Acquiring “career and college” readiness skills were the farthest things from my mind — those were for the slowpokes!

My future would be secured by speed, not smarts.

I was destined to enjoy the fabulous lifestyle of a professional football wide receiver or an un-throw-outable base stealer in baseball.

Need tangible proof?

My dad’s old wooden cigar box is crammed with an assortment of the cheap medals I “won” at four different track & field days, 1st through 4th grade.  (Ah, the glory years…)

Unfortunately, it all came to abrupt halt for me in the 5th grade.

It was at my 5th grade track and field day that the principal or gym teacher came up with the brilliant idea that boys and girls should no longer compete separately.

The 5th grade track & field day would try out something new and line us up together.

Of course, my rat pack of male friends and I were elated when we heard the announcement. The girls in our grade were about to get smoked!

But as you probably guessed, something horrible took place between our 4th and 5th grade year that caught my friends and me totally by surprise.

And it was something not covered at all in “that talk” at the YMCA that my dad took me to one evening when I was 11 years-old.

No one explained to us boys that most of the girls in our class would begin “maturing” long before we would.

We’d have to find this out the hard way.

And by the end of our 5th track and field day, the girls had clobbered us in every event.

It was awful.

But at least there were only three days remaining in the school year and “YouTube” hadn’t been invented yet to archive our shame.

I could wrestle all summer with the fact that I wasn’t a fast runner anymore.

And it was then that my fascination with all things “speedy-kwik” began.

It’s something I can’t help noticing to this day.

So, in keeping in the spirit of the Olympics, here are three of my recent “speedy-kwik” gold medal winners.

♦  The Speedy-Kwik “Thank You” Rick Mulready

Screen Shot 2014-01-23 at 11.07.23 AMDo you remember the Encourager I wrote about Rick two weeks ago? (Just for kicks, let’s pretend you do.) When I posted it on January 24, I also tweeted out its link the same morning. Although I know Rick was alerted to my “mention” electronically in some way, I was touched to receive a personal email from him thanking me for sharing his blog and podcast with you. Want to stand in the winner’s circle? Be speedy-kwik in sending out your thank-yous.

♦  The Speedy-Kwik “Apology” – Scott Stratten

Stratten UN at 3.07.04 PMI recommended Scott’s book – Unmarketing – to you in December. Don’t tell me you can’t recall this Encourager, either. Ouch! Scott travels North America speaking about social media, and in a recent podcast he told the story of a very poor experience he received at the airport from Delta Airlines. Even though the situation got resolved to the point where he could board his flight home, Scott tweeted out his frustration and swore to himself that he’d never fly Delta again. (He flies first class 40-50 times a year.) Within seconds he received back a direct message tweet containing a well-worded apology and the sender’s name and contact information. Scott is still flying on Delta. Want to stand in the winner’s circle? Be speedy-kwik in sending out your apologies.
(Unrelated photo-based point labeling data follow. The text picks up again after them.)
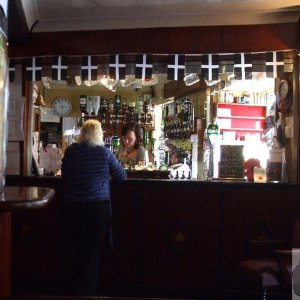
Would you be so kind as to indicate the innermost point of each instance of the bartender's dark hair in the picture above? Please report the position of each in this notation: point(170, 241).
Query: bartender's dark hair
point(137, 129)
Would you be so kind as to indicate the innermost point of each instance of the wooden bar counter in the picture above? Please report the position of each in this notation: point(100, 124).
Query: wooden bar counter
point(15, 199)
point(183, 238)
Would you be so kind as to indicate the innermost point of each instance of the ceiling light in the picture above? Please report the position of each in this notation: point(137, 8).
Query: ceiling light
point(191, 79)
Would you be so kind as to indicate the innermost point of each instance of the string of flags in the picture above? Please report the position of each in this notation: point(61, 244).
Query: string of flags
point(143, 66)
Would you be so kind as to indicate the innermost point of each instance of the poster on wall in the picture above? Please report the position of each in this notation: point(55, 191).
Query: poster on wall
point(48, 116)
point(15, 118)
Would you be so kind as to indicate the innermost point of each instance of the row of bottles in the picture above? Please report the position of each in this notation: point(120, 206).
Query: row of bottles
point(115, 111)
point(178, 119)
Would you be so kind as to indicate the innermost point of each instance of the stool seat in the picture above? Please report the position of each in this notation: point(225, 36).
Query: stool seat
point(262, 272)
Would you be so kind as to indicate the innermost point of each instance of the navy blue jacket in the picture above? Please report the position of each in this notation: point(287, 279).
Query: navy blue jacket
point(86, 171)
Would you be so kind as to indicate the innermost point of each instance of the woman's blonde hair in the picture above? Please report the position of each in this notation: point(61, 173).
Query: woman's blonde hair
point(91, 133)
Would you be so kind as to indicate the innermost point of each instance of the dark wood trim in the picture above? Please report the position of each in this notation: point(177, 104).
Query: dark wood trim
point(5, 253)
point(191, 40)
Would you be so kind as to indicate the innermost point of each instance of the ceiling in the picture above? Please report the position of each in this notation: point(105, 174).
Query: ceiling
point(34, 16)
point(73, 15)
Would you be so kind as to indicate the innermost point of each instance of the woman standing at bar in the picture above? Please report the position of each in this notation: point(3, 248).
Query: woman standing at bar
point(132, 145)
point(86, 169)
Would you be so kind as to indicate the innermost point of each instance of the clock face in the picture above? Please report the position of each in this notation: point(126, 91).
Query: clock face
point(283, 99)
point(61, 107)
point(283, 89)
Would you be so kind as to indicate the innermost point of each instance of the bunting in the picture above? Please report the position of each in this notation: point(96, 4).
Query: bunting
point(33, 69)
point(176, 66)
point(59, 68)
point(12, 69)
point(117, 67)
point(143, 67)
point(210, 67)
point(242, 66)
point(89, 68)
point(274, 64)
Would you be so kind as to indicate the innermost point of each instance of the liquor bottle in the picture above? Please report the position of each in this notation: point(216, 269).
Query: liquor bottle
point(117, 103)
point(103, 105)
point(89, 105)
point(131, 106)
point(82, 103)
point(103, 109)
point(111, 106)
point(96, 104)
point(124, 110)
point(139, 105)
point(81, 119)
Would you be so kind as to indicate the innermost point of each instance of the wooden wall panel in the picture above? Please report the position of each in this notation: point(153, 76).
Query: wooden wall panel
point(189, 40)
point(5, 254)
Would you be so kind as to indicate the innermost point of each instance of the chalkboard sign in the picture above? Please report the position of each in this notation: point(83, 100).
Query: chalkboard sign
point(233, 153)
point(231, 161)
point(231, 170)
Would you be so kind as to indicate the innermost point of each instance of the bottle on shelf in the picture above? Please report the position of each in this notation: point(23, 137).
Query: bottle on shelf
point(103, 110)
point(89, 105)
point(124, 110)
point(118, 107)
point(96, 104)
point(82, 103)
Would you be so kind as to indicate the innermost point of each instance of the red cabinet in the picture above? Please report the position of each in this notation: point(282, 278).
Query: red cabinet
point(5, 245)
point(240, 121)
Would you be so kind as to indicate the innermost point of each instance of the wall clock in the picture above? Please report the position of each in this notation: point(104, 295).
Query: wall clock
point(284, 99)
point(61, 107)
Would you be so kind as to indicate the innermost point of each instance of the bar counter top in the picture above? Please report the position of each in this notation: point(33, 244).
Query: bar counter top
point(198, 230)
point(24, 197)
point(11, 179)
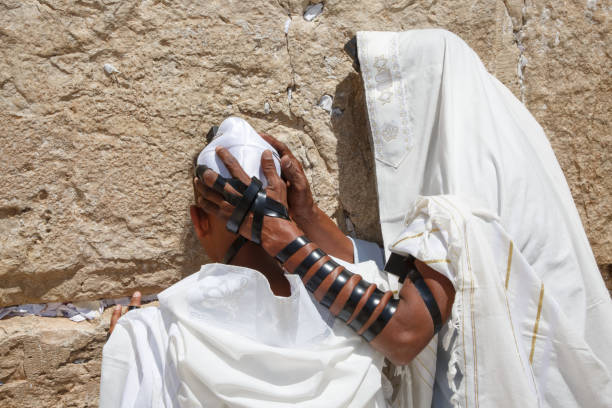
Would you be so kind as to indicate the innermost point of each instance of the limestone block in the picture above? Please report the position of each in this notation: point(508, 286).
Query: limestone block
point(47, 362)
point(95, 165)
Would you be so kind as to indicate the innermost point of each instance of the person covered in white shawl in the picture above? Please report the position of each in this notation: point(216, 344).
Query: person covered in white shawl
point(468, 188)
point(239, 334)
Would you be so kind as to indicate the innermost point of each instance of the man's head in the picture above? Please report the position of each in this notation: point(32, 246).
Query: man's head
point(243, 142)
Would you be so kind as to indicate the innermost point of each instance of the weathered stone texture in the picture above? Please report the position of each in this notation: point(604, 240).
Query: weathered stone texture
point(95, 182)
point(50, 362)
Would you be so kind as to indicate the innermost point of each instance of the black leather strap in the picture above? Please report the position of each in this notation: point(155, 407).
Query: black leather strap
point(234, 248)
point(199, 171)
point(335, 288)
point(403, 266)
point(291, 248)
point(382, 320)
point(241, 210)
point(307, 263)
point(366, 311)
point(259, 206)
point(275, 209)
point(315, 281)
point(353, 300)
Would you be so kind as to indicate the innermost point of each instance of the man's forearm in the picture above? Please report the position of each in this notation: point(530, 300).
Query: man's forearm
point(318, 227)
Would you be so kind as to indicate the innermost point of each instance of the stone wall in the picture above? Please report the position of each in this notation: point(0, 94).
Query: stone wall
point(95, 167)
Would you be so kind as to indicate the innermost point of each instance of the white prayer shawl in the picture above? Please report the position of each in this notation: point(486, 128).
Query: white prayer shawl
point(221, 338)
point(531, 322)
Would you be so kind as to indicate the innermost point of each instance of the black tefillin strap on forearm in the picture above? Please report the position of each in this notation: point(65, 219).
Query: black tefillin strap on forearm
point(359, 291)
point(253, 200)
point(403, 267)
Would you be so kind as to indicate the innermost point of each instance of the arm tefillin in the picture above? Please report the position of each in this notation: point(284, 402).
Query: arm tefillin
point(365, 308)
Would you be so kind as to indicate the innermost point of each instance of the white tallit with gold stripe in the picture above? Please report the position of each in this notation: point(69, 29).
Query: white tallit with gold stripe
point(468, 183)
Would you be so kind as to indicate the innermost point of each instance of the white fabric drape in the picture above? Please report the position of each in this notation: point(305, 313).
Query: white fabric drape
point(531, 322)
point(220, 338)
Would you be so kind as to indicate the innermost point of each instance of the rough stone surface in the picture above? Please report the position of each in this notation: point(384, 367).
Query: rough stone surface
point(95, 166)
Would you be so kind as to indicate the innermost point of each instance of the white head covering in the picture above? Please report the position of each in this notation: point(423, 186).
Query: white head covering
point(243, 142)
point(468, 183)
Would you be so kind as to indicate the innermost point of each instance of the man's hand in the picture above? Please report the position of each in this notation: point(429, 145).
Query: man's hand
point(276, 232)
point(307, 215)
point(299, 197)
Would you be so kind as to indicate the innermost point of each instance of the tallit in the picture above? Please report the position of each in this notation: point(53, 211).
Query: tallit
point(531, 320)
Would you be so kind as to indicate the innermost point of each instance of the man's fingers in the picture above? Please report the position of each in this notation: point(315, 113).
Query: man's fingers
point(294, 174)
point(194, 212)
point(136, 298)
point(114, 317)
point(269, 168)
point(232, 165)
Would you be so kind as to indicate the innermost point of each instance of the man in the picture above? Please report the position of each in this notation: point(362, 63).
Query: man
point(241, 334)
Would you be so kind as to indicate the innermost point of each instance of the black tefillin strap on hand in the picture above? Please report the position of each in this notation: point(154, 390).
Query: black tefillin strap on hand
point(253, 199)
point(403, 266)
point(359, 291)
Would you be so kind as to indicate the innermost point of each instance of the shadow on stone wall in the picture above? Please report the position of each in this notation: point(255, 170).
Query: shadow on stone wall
point(356, 177)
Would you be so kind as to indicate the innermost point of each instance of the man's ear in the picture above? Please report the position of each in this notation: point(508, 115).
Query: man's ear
point(200, 221)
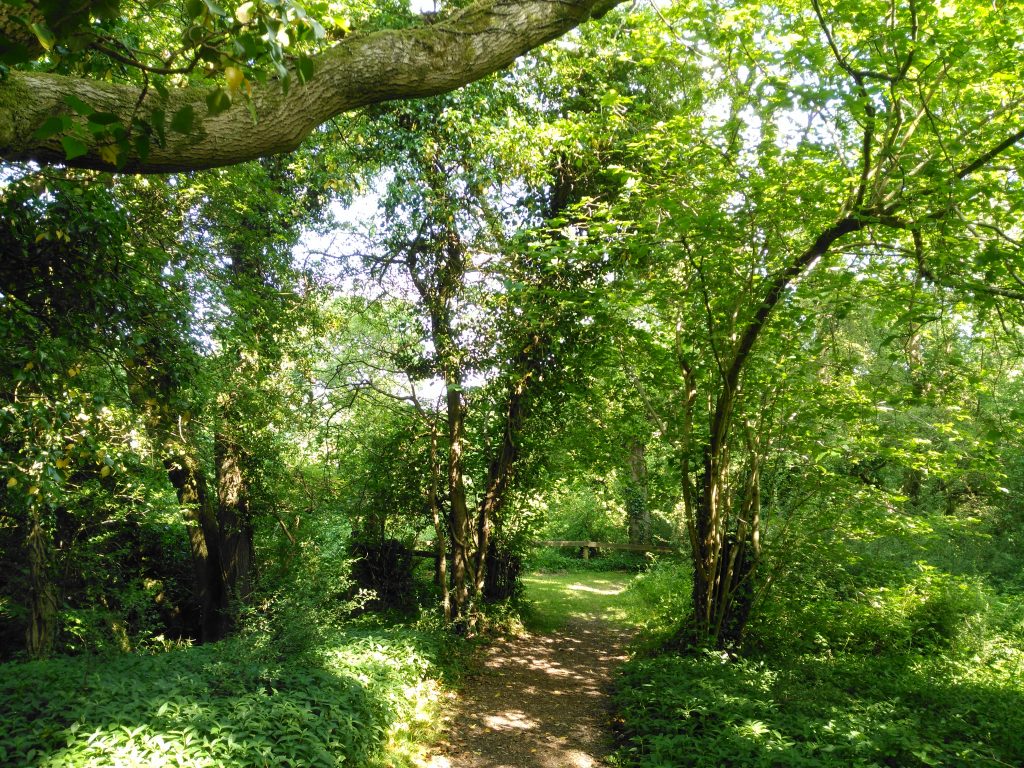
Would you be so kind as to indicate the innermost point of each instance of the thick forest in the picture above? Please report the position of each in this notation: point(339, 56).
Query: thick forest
point(342, 339)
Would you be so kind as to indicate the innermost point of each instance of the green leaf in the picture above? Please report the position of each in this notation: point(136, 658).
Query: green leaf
point(142, 146)
point(79, 105)
point(74, 147)
point(44, 34)
point(214, 8)
point(158, 119)
point(218, 100)
point(104, 118)
point(183, 120)
point(305, 69)
point(51, 127)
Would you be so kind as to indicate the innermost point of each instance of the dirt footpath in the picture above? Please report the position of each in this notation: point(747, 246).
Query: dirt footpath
point(538, 701)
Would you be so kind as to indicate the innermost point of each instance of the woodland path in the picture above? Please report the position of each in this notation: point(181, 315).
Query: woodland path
point(539, 700)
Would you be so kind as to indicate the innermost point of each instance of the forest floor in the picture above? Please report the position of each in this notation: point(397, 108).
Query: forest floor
point(542, 699)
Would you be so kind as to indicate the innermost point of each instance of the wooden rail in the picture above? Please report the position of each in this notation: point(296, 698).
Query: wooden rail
point(586, 547)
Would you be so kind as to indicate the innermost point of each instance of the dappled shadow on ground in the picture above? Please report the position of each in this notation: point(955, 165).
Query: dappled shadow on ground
point(539, 701)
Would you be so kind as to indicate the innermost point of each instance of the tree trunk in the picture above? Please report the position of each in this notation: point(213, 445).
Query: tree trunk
point(204, 538)
point(43, 600)
point(235, 521)
point(637, 511)
point(361, 70)
point(439, 535)
point(459, 519)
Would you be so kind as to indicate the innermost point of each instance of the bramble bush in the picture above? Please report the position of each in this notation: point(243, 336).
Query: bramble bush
point(371, 701)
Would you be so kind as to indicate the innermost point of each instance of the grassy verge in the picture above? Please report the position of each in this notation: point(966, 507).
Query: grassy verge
point(370, 700)
point(928, 673)
point(553, 599)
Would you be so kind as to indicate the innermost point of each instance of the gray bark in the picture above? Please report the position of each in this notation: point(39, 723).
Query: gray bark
point(361, 70)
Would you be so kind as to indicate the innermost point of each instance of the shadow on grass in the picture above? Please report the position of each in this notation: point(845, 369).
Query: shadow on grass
point(554, 599)
point(207, 706)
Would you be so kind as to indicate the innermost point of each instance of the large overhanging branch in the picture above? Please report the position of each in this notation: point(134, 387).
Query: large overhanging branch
point(361, 70)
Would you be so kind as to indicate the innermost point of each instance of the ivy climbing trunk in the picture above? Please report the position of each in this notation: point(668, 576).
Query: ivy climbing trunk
point(43, 597)
point(235, 520)
point(189, 483)
point(637, 511)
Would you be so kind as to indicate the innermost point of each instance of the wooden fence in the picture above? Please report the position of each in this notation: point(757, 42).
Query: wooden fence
point(585, 547)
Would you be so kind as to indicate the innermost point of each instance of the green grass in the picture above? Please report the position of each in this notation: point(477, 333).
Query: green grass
point(553, 599)
point(371, 700)
point(925, 671)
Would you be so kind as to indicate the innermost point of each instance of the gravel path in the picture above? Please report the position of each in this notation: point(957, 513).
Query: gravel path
point(538, 701)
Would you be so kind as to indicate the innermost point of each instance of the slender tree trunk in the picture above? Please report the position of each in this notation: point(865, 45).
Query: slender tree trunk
point(637, 511)
point(235, 519)
point(204, 540)
point(43, 599)
point(726, 540)
point(502, 465)
point(459, 521)
point(439, 535)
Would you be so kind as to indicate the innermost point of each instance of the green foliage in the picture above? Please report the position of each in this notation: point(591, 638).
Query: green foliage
point(560, 559)
point(864, 657)
point(659, 599)
point(373, 698)
point(553, 599)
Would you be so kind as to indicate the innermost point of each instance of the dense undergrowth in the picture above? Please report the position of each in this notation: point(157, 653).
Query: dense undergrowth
point(365, 697)
point(877, 662)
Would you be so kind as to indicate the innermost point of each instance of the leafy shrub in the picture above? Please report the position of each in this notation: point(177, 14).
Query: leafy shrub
point(223, 705)
point(385, 568)
point(895, 710)
point(659, 598)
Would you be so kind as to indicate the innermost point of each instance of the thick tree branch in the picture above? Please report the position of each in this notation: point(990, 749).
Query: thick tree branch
point(361, 70)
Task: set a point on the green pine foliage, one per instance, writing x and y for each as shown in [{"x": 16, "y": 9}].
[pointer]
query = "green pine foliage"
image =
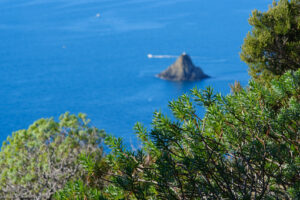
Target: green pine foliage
[
  {"x": 246, "y": 147},
  {"x": 273, "y": 45},
  {"x": 37, "y": 162}
]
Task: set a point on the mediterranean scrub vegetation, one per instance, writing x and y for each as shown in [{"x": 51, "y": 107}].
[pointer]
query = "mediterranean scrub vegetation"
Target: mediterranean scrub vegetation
[{"x": 245, "y": 147}]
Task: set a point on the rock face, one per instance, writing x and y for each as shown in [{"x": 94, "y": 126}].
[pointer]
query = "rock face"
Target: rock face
[{"x": 183, "y": 70}]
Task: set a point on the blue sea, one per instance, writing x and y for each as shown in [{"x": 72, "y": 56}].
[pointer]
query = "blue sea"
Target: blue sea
[{"x": 90, "y": 56}]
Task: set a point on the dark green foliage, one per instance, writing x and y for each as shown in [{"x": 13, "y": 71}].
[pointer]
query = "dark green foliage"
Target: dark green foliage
[
  {"x": 246, "y": 147},
  {"x": 273, "y": 45},
  {"x": 39, "y": 161}
]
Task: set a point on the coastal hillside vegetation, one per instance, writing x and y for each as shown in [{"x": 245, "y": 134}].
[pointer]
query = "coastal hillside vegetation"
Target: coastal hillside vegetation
[
  {"x": 37, "y": 162},
  {"x": 246, "y": 146}
]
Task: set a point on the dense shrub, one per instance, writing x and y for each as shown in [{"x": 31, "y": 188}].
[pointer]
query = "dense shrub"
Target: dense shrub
[
  {"x": 273, "y": 45},
  {"x": 39, "y": 161},
  {"x": 246, "y": 147}
]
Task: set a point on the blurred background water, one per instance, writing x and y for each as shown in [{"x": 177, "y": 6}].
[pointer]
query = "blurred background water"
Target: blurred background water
[{"x": 90, "y": 56}]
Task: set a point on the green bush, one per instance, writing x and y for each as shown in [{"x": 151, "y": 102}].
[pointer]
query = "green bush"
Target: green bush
[
  {"x": 273, "y": 45},
  {"x": 246, "y": 147},
  {"x": 37, "y": 162}
]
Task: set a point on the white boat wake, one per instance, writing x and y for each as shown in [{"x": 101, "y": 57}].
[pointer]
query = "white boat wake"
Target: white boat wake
[{"x": 161, "y": 56}]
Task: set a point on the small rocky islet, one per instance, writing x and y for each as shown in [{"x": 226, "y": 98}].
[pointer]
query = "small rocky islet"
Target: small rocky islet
[{"x": 183, "y": 70}]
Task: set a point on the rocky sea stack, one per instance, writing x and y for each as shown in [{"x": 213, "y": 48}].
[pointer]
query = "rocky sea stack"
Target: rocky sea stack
[{"x": 183, "y": 70}]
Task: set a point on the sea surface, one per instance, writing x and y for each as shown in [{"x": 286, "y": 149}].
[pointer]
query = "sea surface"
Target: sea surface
[{"x": 90, "y": 56}]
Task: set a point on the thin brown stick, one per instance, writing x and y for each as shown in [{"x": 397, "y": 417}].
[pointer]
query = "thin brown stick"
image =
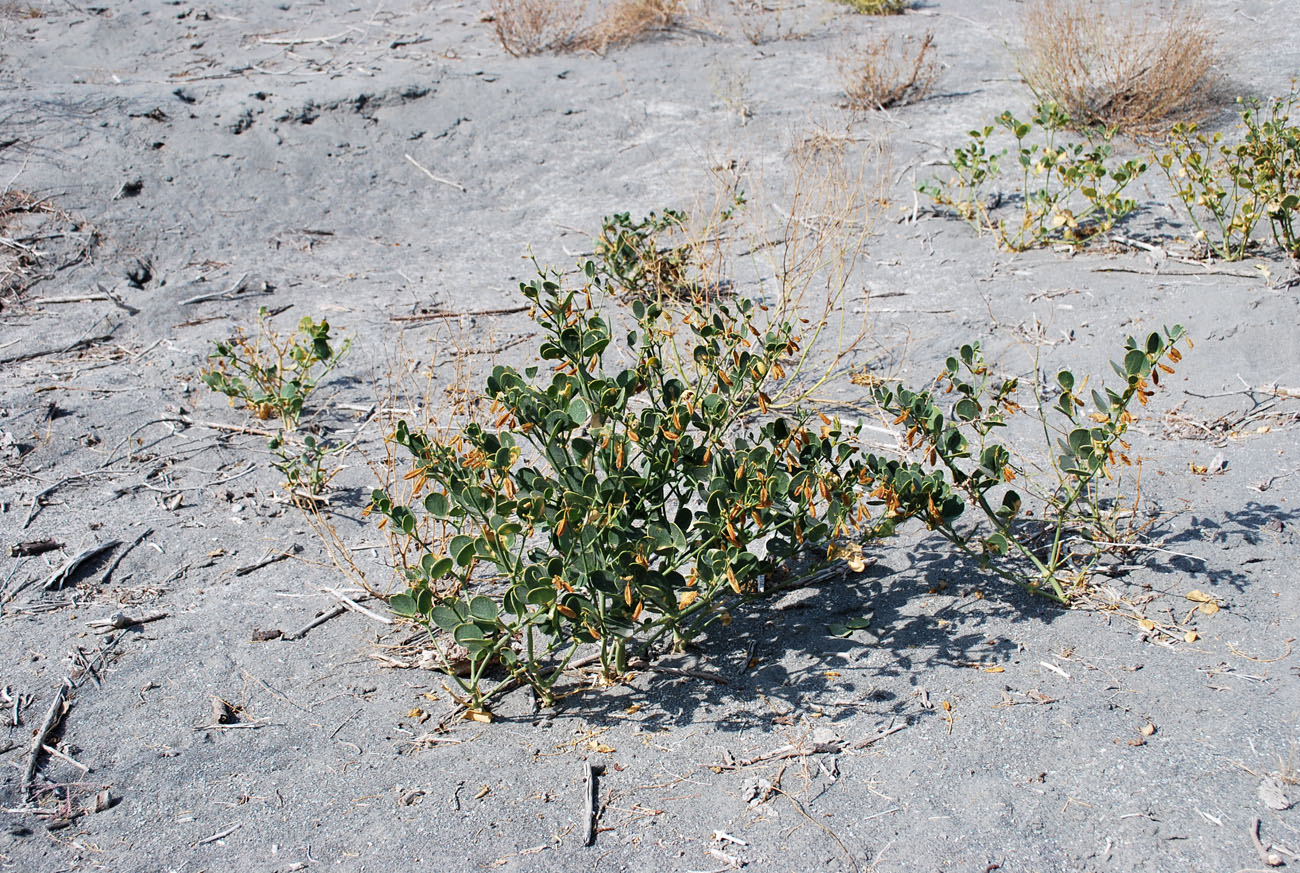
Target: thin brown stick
[
  {"x": 592, "y": 808},
  {"x": 60, "y": 577},
  {"x": 437, "y": 316},
  {"x": 315, "y": 622},
  {"x": 57, "y": 708}
]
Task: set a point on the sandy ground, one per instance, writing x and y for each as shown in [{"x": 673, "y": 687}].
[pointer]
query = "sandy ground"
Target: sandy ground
[{"x": 251, "y": 153}]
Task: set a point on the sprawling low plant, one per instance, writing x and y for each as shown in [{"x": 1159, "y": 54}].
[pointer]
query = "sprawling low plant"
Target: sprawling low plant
[
  {"x": 273, "y": 376},
  {"x": 1069, "y": 191},
  {"x": 1053, "y": 552},
  {"x": 1229, "y": 187},
  {"x": 616, "y": 507}
]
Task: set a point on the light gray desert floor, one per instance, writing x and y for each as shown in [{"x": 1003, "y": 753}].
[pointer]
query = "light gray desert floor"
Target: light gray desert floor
[{"x": 375, "y": 163}]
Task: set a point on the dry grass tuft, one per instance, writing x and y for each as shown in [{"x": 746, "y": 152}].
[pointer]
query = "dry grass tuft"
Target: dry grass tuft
[
  {"x": 1138, "y": 66},
  {"x": 889, "y": 72},
  {"x": 631, "y": 21},
  {"x": 37, "y": 240},
  {"x": 536, "y": 26}
]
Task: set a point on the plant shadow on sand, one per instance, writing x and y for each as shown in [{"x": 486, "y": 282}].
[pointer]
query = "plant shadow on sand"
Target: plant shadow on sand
[{"x": 780, "y": 655}]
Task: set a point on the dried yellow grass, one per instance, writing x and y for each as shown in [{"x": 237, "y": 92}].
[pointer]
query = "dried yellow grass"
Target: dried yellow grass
[
  {"x": 536, "y": 26},
  {"x": 889, "y": 72}
]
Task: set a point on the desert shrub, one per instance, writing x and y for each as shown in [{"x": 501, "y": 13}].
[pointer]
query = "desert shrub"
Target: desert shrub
[
  {"x": 536, "y": 26},
  {"x": 659, "y": 256},
  {"x": 888, "y": 72},
  {"x": 1070, "y": 191},
  {"x": 273, "y": 376},
  {"x": 878, "y": 7},
  {"x": 1229, "y": 187},
  {"x": 1135, "y": 66},
  {"x": 963, "y": 465},
  {"x": 631, "y": 21},
  {"x": 616, "y": 507}
]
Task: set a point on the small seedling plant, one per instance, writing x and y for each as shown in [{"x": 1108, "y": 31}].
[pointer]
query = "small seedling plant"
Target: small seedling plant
[
  {"x": 1069, "y": 192},
  {"x": 1052, "y": 554},
  {"x": 1229, "y": 189},
  {"x": 615, "y": 507},
  {"x": 271, "y": 373},
  {"x": 273, "y": 376},
  {"x": 655, "y": 257}
]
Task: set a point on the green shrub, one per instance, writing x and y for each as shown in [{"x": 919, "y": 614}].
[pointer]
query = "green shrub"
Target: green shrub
[
  {"x": 616, "y": 507},
  {"x": 878, "y": 7},
  {"x": 965, "y": 465},
  {"x": 1229, "y": 189}
]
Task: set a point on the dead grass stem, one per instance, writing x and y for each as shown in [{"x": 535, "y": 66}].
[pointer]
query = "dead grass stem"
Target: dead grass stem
[
  {"x": 889, "y": 72},
  {"x": 631, "y": 21},
  {"x": 536, "y": 26},
  {"x": 1138, "y": 66}
]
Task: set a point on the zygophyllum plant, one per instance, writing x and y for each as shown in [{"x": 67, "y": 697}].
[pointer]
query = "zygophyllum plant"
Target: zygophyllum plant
[
  {"x": 615, "y": 507},
  {"x": 273, "y": 376},
  {"x": 1229, "y": 187},
  {"x": 1069, "y": 191},
  {"x": 1049, "y": 554}
]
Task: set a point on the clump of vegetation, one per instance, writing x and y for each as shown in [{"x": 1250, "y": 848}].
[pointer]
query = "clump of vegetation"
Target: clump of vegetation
[
  {"x": 1070, "y": 191},
  {"x": 631, "y": 21},
  {"x": 889, "y": 72},
  {"x": 878, "y": 7},
  {"x": 536, "y": 26},
  {"x": 273, "y": 376},
  {"x": 1229, "y": 187},
  {"x": 657, "y": 257},
  {"x": 623, "y": 507},
  {"x": 962, "y": 464},
  {"x": 1122, "y": 65}
]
♦  The Speedy-Kwik “In Kind Response” – Ray Edwards

Screen Shot 2014-02-10 at 11.05.07 PMRay Edwards is a well-respected copy writer and online marketer. I shared some of his tips with you about a year ago. You forgot about this Encourager too, right? Dang. Anyway, Ray wrote on his blog several weeks ago that he was just diagnosed with Parkinson’s. His perspective was full of faith and inspiration. I wrote him a lame hand-written note. Then I waited for an email reply. It never came. I felt a little bad and just forgot about it. The other day, Cindy was cleaning and found a small envelope behind our desk. It was a hand-written note from Ray. Want to stand in the winner’s circle? Be speedy-kwik in responding back to people in the same manner they reached out to you.

The thank-you.
The apology.
The In-kind response.

It’s hard to argue and complain about the value of these three.

So please don’t even try.

When it comes to being “speedy-kwik to complain” – I’m the champ!